My brother sent me a couple of photos that he had scanned of the house my parents lived in right after I was born. One photo shows me and my parents (and their two dogs, Gunner and Tigger) in front of the house, probably around 1949, and the other is what that house looked like in 1986. At the time I lived in Ottawa and on a visit my parents showed me where the house was. So, looking at the more recent photo and knowing that it was somewhere near the river shore in that village, I used Streetview to find it by following all the streets that were close to the water on the map of the area. It's still there. It looks a little bit like the house I live in now.



Tuesday, March 2, 2021

Reading and trade offs

Hapi seems to be having some difficulty with pain, I discussed it with her vet and the vet prescribed gabapentin. She warned that the gabapentin would make Hapi "loopy". Coincidentally my own doctor prescribed something for me to combat nerve pain, and I have to say it's making me feel "loopy" too. I am thinking that almost any medication for nerve pain is going to have that side effect. Personally, I'd rather deal with pain than loopiness. My level of pain is relatively low, perhaps if it was much higher I'd be more willing to accept loopiness. I don't know how Hapi feels about that trade off.

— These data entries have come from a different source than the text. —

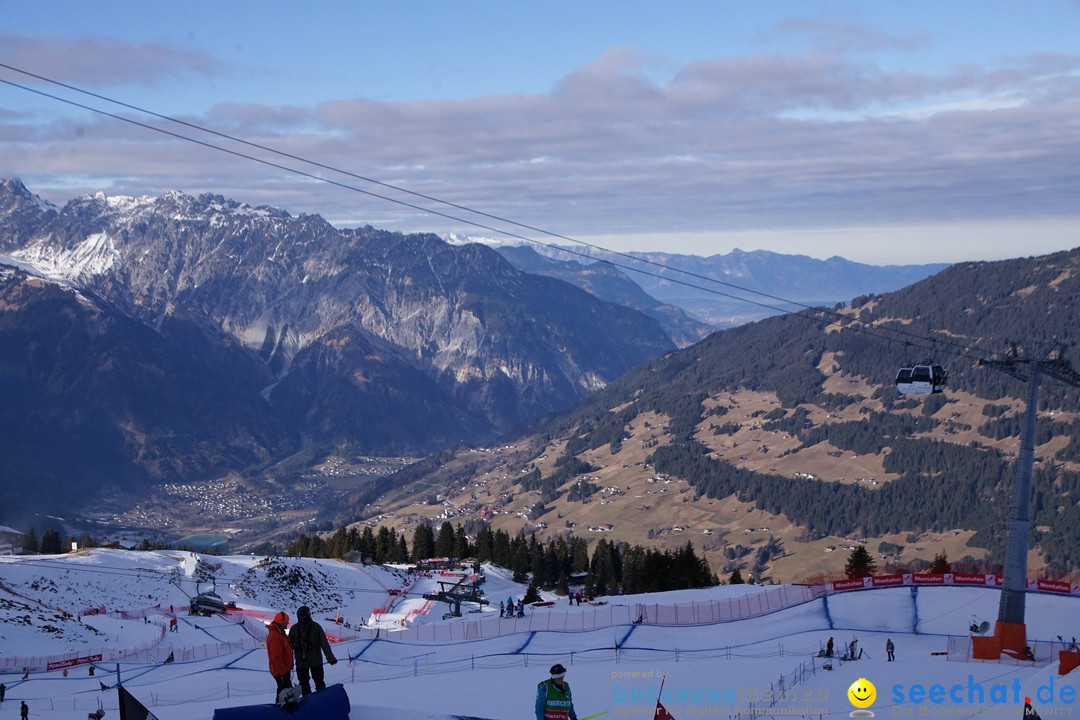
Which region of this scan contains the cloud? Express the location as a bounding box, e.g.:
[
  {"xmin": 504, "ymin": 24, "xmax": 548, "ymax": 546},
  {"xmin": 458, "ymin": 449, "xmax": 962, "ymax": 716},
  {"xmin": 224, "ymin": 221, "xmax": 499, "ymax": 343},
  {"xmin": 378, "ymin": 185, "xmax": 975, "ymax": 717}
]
[
  {"xmin": 0, "ymin": 32, "xmax": 225, "ymax": 87},
  {"xmin": 0, "ymin": 35, "xmax": 1080, "ymax": 262}
]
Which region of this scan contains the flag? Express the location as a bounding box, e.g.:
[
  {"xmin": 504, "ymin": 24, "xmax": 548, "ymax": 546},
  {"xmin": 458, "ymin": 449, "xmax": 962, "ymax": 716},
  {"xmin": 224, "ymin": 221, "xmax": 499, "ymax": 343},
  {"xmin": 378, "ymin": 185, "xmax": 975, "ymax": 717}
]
[
  {"xmin": 648, "ymin": 675, "xmax": 675, "ymax": 720},
  {"xmin": 117, "ymin": 685, "xmax": 158, "ymax": 720}
]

We were late arriving at the Reservoir yesterday (due to loopiness); several dogs and owners were just leaving as we arrived. Hapi insisted on following the crowd back to the parking lot. One owner commented that Hapi just wanted to hang out with the other dogs, I said that it was more likely that she knew some of those dogs were going to be fed treats when they got back to the cars and she wanted to be in on that. I let her follow her nose and she managed to scarf up a few treats before everyone left and we went for our walk in the park. The trails are getting icy but the pond is no longer skatable.

Today is probably the coldest day of the year. The thermometer is in deep subzero territory and the wind is at blizzard levels. Not a lot of snow though. Yesterday was (relatively) warm and wet so between the rain and the melting snow we now have lots of ice. I took Hapi out for a walk early this morning because the forecast was for falling temperatures and rising wind speeds. Sure enough, lots of icy trails. I tried to stay in the woods to avoid the worst of the wind. I am grateful for Lee Valley Icers, the old lady's (and old man's) friend.

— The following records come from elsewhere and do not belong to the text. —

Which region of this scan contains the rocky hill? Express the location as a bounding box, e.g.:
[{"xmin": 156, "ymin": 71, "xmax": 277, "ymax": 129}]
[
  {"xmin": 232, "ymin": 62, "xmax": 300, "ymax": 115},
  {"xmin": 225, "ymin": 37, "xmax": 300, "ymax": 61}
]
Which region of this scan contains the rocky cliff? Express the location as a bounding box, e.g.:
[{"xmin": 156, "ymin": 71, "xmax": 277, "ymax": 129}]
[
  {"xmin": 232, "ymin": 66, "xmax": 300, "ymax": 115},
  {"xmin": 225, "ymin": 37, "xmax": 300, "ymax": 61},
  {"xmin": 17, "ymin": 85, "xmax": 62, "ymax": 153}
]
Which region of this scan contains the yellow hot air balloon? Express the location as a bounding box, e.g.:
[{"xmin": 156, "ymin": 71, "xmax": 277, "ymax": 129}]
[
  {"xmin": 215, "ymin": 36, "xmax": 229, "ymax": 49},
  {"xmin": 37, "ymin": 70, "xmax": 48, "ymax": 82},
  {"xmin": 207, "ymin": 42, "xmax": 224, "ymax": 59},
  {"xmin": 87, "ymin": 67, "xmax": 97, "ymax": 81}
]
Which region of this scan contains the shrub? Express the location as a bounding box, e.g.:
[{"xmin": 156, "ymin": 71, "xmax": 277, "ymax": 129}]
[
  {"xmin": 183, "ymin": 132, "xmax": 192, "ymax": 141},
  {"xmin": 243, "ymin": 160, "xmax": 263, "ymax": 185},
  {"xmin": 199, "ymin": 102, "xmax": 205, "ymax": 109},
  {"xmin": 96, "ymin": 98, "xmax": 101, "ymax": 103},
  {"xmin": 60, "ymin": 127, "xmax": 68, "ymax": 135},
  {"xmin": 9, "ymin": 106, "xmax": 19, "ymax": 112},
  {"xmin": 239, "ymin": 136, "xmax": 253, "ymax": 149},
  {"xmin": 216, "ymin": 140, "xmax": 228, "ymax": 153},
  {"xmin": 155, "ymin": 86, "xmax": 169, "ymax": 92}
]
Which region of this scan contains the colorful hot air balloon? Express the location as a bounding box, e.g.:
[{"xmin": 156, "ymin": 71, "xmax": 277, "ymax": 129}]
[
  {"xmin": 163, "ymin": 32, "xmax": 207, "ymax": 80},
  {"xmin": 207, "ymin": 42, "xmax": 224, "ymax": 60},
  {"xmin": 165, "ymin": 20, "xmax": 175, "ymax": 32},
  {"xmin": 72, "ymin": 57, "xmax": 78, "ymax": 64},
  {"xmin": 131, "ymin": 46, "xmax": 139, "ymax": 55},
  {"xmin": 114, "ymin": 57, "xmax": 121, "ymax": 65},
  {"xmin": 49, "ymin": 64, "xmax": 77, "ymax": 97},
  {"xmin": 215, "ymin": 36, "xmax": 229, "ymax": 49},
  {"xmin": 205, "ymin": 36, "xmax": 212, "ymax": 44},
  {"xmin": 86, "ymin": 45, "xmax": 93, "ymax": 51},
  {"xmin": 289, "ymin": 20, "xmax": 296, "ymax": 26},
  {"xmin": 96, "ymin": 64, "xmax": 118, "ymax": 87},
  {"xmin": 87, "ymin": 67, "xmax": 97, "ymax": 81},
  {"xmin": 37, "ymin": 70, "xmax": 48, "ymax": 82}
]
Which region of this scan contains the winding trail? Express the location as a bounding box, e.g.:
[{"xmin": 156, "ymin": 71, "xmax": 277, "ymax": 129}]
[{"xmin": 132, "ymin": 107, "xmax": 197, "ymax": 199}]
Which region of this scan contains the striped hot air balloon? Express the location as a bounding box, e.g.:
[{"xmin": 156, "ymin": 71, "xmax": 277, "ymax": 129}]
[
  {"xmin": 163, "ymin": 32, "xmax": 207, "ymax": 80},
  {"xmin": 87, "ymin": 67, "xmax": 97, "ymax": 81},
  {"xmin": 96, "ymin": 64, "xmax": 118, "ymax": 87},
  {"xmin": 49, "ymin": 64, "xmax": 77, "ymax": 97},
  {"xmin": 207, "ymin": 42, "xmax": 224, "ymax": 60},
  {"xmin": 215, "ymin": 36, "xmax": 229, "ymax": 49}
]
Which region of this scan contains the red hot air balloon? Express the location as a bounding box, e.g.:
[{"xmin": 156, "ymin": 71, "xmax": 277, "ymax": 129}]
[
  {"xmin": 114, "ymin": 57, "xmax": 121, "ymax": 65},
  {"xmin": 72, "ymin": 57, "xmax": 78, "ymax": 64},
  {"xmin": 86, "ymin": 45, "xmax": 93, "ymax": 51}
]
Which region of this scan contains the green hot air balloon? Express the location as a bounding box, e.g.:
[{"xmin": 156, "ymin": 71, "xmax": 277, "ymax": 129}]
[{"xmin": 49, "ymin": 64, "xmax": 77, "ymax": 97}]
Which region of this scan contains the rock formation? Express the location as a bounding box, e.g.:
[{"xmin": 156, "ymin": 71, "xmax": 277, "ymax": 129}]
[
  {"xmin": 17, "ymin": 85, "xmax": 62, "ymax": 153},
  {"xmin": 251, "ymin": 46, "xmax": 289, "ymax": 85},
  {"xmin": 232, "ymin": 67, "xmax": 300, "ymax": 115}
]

Hope for Wildlife emailed me that my blue jay does not have a broken wing or foot but appears to be suffering from head trauma. Now I am thinking that I did not run over it with my car after all, but that it crashed into one of my house windows near the bird feeder (and driveway). No blue jays have shown up at my bird feeder since then, I think they now consider it too dangerous. I met a friend on the street who lives a few blocks away, she says that recently there are twice as many blue jays at her feeder and they are eating her out of house and home. 

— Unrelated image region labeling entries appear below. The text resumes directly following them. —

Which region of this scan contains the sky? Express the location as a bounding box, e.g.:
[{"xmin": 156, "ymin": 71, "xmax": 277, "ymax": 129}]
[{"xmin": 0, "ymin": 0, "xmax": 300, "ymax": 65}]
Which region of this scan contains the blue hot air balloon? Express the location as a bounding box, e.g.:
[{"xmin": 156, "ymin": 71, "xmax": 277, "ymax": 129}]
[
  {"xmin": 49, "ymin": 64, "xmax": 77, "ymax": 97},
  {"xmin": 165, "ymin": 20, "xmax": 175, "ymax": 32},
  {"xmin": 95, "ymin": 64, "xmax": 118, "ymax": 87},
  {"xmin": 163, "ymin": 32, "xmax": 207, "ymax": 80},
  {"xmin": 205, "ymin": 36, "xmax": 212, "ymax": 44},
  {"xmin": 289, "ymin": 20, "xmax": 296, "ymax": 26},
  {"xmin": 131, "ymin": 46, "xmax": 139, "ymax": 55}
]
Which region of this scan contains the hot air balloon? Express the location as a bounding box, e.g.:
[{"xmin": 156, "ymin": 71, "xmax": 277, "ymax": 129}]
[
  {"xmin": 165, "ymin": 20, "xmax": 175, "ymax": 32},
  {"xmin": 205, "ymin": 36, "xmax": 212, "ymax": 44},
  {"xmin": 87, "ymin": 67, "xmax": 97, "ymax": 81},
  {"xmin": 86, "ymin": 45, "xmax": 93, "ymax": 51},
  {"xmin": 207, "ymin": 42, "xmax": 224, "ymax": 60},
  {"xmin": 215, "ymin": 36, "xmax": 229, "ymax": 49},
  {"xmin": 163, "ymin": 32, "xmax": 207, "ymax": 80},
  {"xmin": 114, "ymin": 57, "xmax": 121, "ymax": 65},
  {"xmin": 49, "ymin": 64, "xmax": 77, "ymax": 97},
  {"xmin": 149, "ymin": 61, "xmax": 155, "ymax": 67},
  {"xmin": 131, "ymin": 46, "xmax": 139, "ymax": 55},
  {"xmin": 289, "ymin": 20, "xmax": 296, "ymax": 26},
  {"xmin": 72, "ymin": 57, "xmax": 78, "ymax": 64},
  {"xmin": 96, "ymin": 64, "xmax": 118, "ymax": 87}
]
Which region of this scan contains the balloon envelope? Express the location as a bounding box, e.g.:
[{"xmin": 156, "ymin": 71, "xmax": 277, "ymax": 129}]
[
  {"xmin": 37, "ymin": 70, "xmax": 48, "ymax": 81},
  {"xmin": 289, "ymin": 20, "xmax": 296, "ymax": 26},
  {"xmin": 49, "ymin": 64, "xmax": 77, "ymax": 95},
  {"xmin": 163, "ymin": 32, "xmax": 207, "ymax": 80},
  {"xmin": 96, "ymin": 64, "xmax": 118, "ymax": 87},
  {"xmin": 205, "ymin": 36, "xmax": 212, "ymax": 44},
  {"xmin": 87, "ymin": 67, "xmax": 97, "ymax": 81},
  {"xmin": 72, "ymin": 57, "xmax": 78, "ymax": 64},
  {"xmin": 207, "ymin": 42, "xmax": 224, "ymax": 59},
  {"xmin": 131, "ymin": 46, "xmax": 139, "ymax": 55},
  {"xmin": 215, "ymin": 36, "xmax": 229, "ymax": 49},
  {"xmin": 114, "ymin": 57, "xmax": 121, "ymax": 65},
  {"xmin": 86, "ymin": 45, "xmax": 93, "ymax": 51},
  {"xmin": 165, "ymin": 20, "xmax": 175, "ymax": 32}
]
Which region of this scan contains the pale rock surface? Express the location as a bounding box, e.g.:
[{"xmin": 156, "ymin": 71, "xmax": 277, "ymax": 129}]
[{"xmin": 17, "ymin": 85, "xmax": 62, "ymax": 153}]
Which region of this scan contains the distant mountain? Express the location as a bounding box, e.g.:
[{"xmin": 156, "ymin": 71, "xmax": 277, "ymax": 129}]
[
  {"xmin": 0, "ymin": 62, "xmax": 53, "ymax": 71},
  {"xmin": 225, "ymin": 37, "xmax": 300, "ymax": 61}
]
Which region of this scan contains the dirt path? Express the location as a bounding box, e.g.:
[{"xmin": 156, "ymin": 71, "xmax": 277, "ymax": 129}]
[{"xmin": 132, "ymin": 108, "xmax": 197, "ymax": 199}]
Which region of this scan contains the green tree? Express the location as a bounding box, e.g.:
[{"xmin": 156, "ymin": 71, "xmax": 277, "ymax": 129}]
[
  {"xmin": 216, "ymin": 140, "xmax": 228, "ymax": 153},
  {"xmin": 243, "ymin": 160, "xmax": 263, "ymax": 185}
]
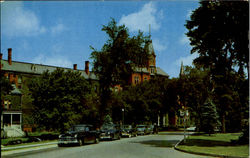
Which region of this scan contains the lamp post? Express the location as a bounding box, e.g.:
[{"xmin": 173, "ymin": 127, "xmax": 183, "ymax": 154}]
[{"xmin": 122, "ymin": 108, "xmax": 124, "ymax": 127}]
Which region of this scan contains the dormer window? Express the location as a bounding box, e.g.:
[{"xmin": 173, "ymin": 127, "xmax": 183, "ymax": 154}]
[
  {"xmin": 31, "ymin": 64, "xmax": 37, "ymax": 71},
  {"xmin": 134, "ymin": 76, "xmax": 139, "ymax": 84},
  {"xmin": 151, "ymin": 68, "xmax": 155, "ymax": 74}
]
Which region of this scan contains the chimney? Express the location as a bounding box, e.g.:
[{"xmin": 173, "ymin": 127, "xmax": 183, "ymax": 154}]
[
  {"xmin": 85, "ymin": 61, "xmax": 89, "ymax": 75},
  {"xmin": 8, "ymin": 48, "xmax": 12, "ymax": 65},
  {"xmin": 73, "ymin": 64, "xmax": 77, "ymax": 70}
]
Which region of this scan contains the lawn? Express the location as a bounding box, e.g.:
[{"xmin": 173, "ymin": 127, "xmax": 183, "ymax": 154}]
[
  {"xmin": 177, "ymin": 133, "xmax": 249, "ymax": 157},
  {"xmin": 1, "ymin": 132, "xmax": 58, "ymax": 146}
]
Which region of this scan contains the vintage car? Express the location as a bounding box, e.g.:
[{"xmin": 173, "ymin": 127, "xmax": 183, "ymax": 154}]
[
  {"xmin": 100, "ymin": 124, "xmax": 121, "ymax": 140},
  {"xmin": 58, "ymin": 124, "xmax": 100, "ymax": 147},
  {"xmin": 136, "ymin": 125, "xmax": 147, "ymax": 135},
  {"xmin": 121, "ymin": 125, "xmax": 137, "ymax": 138},
  {"xmin": 146, "ymin": 125, "xmax": 154, "ymax": 134}
]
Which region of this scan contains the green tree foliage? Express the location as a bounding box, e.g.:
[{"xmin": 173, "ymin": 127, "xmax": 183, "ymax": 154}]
[
  {"xmin": 103, "ymin": 115, "xmax": 113, "ymax": 125},
  {"xmin": 186, "ymin": 1, "xmax": 249, "ymax": 77},
  {"xmin": 91, "ymin": 19, "xmax": 151, "ymax": 119},
  {"xmin": 177, "ymin": 66, "xmax": 212, "ymax": 130},
  {"xmin": 185, "ymin": 1, "xmax": 249, "ymax": 132},
  {"xmin": 0, "ymin": 72, "xmax": 13, "ymax": 101},
  {"xmin": 29, "ymin": 69, "xmax": 96, "ymax": 132},
  {"xmin": 199, "ymin": 99, "xmax": 220, "ymax": 135}
]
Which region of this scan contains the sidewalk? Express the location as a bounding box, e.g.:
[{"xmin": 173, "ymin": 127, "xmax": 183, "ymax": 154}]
[{"xmin": 1, "ymin": 141, "xmax": 57, "ymax": 156}]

I just finished reading Metazoa: Animal Life and the Birth of Mind (2020), by Peter Godfrey-Smith. The evolution of consciousness, or mind, is a theme Godfrey-Smith also wrote about in in his previous book, Other Minds: the Octopus, the Sea and the Origin of Consciousness (2016). In the earlier book Godfrey-Smith focuses on octopus consciousness and how that might have evolved; in the more recent book he looks at the evolution of consciousness in general. He discusses what consciousness is and whether non-human animals have the same kind of consciousness that we have, and if not, how does it differ. 

I like his writing style, his apparent scientific knowledge particularly of the theory of evolution, his philosophical slant on that knowledge and the huge resource of his scuba diving experience on the Australian Great Barrier Reef. Of course he includes photos taken on some of those dives. His focus is on the early development of life in the sea, he gives short shrift to more recent development of modern land-based animals. I like that because so much of writing about biological evolution is focussed on land-based animals which is really a relatively recent development. Most of our modern biological processes were first developed in an ocean environment and only much later modified and adapted for land-based life.